An analogy is when phenomena and concepts that are different in origin develop and manifest themselves in a similar way. Homology is when phenomena and concepts that are similar in origin develop and manifest themselves in different ways.
Example: Petya and Zhenya are not related, but both work as taxi drivers. From the point of view of their profession, they are similar – we generally don't care which of them will give us a ride – but they are not homologous. But Zhora is Zhenya's twin brother, but works as a programmer. Zhora and Zhenya are homologous, since they have a similar origin, but are not analogous.
In the wild, the bat and the pterodactyl have developed an analogy – a flying membrane stretched over the fingers. It happened independently, and therefore-an analogy. And in whales, the legs have disappeared, but a small bone remains, which does not perform any role, but corresponds to a fully functional kneecap in their close relatives – ungulates. In biology, the latter phenomenon is called homology.

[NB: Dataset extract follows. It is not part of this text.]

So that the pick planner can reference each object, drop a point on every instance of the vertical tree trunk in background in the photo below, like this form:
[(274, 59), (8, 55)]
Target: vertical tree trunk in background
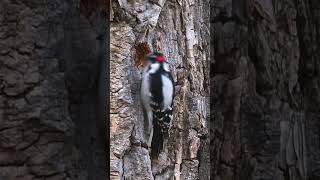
[(265, 89), (180, 30), (50, 58)]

*Ponty mode on* Finally, as a mathematician, I cannot but say that for us homology is a covariant functor from the category of any spaces to the category of Abelian groups (or in general to some Abelian category), which in general satisfies the cut – out theorem-in the original all five Eulenberg-Steenrod axioms, but now many of them, such as the axiom of dimension and homotopy, can not always be correctly defined and should not be imposed in principle (otherwise there would be no – theories for C*-algebras and algebraic K-theory, which, however, are examples of the dual concept – cohomology). It is interesting, however, that the concept of homology came to mathematics from biology – that is, roughly speaking, they answer the same question: does this incomprehensible bone in a whale correspond to a kneecap?